The Myth of Cosmopolitanism
Sunday Review / International New York Times | 2 July 2016
Ross Douthat |
NOW
that populist rebellions are taking Britain out of the European Union
and the Republican Party out of contention for the presidency, perhaps
we should speak no more of left and right, liberals and conservatives.
From now on the great political battles will be fought between
nationalists and internationalists, nativists and globalists. From now
on the loyalties that matter will be narrowly tribal — Make America
Great Again, this blessed plot, this earth, this realm, this England — or multicultural and cosmopolitan.
Well,
maybe. But describing the division this way has one great flaw. It
gives the elite side of the debate (the side that does most of the
describing) too much credit for being truly cosmopolitan.
Genuine
cosmopolitanism is a rare thing. It requires comfort with real
difference, with forms of life that are truly exotic relative to one’s
own. It takes its cue from a Roman playwright’s line that “nothing human
is alien to me,” and goes outward ready to be transformed by what it
finds.
The people who consider themselves “cosmopolitan” in today’s West, by contrast, are part of a meritocratic order
that transforms difference into similarity, by plucking the best and
brightest from everywhere and homogenizing them into the peculiar
species that we call “global citizens.”
This
species is racially diverse (within limits) and eager to assimilate the
fun-seeming bits of foreign cultures — food, a touch of exotic
spirituality. But no less than Brexit-voting Cornish villagers, our
global citizens think and act as members of a tribe.
They
have their own distinctive worldview (basically liberal Christianity
without Christ), their own common educational experience, their own
shared values and assumptions (social psychologists call these WEIRD — for Western, Educated, Industrialized, Rich and Democratic), and of course their own outgroups
(evangelicals, Little Englanders) to fear, pity and despise. And like
any tribal cohort they seek comfort and familiarity: From London to
Paris to New York, each Western “global city” (like each “global
university”) is increasingly interchangeable, so that wherever the
citizen of the world travels he already feels at home.
It
is still possible to disappear into someone else’s culture, to leave
the global-citizen bubble behind. But in my experience the people who do
are exceptional or eccentric or natural outsiders to begin with — like a
young writer I knew who had traveled Africa and Asia more or less on
foot for years, not for a book but just because, or the daughter of
evangelical missionaries who grew up in South Asia and lived in
Washington, D.C., as a way station before moving her own family to the
Middle East. They are not the people who ascend to power, who become the
insiders against whom populists revolt.
In
my own case — to speak as an insider for a moment — my cosmopolitanism
probably peaked when I was about 11 years old, when I was simultaneously
attending tongues-speaking Pentecostalist worship services, playing
Little League in a working-class neighborhood, eating alongside aging
hippies in macrobiotic restaurants on weekends, all the while attending a
liberal Episcopalian parochial school. (It’s a long story.)
Whereas
once I began attending a global university, living in global cities,
working and traveling and socializing with my fellow global citizens, my
experience of genuine cultural difference became far more superficial.

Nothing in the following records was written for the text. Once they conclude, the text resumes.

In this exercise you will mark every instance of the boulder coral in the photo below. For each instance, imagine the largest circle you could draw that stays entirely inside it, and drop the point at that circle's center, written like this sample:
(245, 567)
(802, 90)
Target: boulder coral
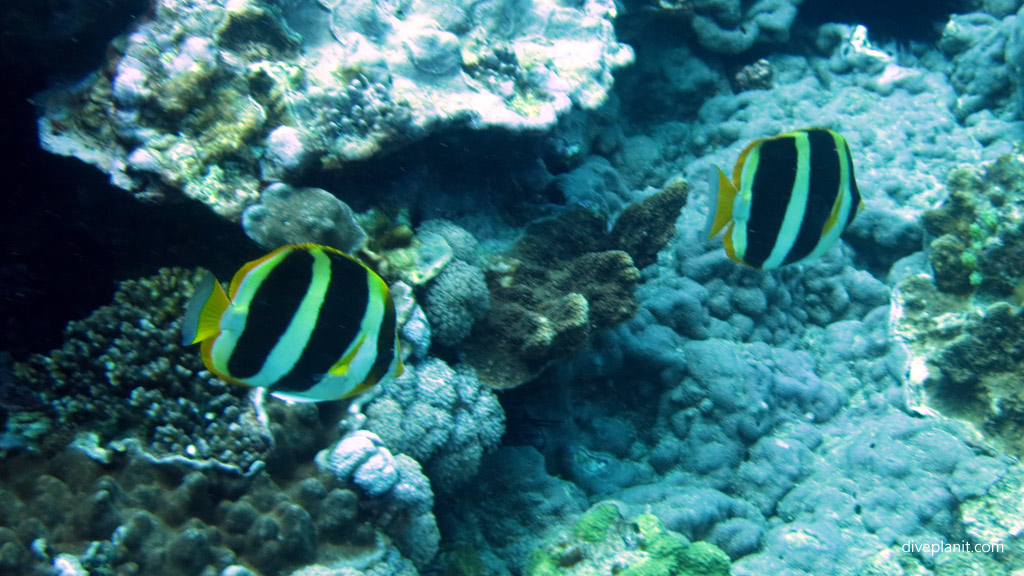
(564, 279)
(215, 98)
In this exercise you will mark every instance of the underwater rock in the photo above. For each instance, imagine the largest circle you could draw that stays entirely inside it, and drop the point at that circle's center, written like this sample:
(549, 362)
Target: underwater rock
(396, 485)
(564, 279)
(441, 416)
(644, 228)
(980, 230)
(995, 517)
(213, 98)
(725, 27)
(288, 214)
(123, 374)
(455, 300)
(602, 541)
(962, 320)
(134, 515)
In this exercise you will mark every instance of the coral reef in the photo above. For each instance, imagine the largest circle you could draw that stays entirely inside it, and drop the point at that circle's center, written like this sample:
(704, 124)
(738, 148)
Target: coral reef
(288, 214)
(122, 374)
(961, 318)
(602, 541)
(730, 27)
(213, 98)
(441, 416)
(562, 280)
(396, 486)
(980, 231)
(132, 515)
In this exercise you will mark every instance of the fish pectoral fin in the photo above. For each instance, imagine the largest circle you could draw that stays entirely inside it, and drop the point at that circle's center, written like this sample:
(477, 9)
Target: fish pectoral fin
(720, 210)
(340, 368)
(202, 319)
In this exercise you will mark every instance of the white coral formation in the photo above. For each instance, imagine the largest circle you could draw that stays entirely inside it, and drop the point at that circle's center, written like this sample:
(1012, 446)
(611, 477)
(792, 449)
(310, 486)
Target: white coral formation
(215, 97)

Not that there’s necessarily anything wrong with this. Human beings seek community, and permanent openness is hard to sustain.
But it’s a problem that our tribe of self-styled cosmopolitans doesn’t see itself clearly as
a tribe: because that means our leaders can’t see themselves the way
the Brexiteers and Trumpistas and Marine Le Pen voters see them.
They
can’t see that what feels diverse on the inside can still seem like an
aristocracy to the excluded, who look at cities like London and see, as Peter Mandler wrote
for Dissent after the Brexit vote, “a nearly hereditary professional
caste of lawyers, journalists, publicists, and intellectuals, an
increasingly hereditary caste of politicians, tight coteries of cultural
movers-and-shakers richly sponsored by multinational corporations.”
They
can’t see that paeans to multicultural openness can sound like
self-serving cant coming from open-borders Londoners who love Afghan
restaurants but would never live near an immigrant housing project, or
American liberals who hail the end of whiteness while doing everything
possible to keep their kids out of majority-minority schools.
They
can’t see that their vision of history’s arc bending inexorably away
from tribe and creed and nation-state looks to outsiders like something
familiar from eras past: A powerful caste’s self-serving explanation for
why it alone deserves to rule the world.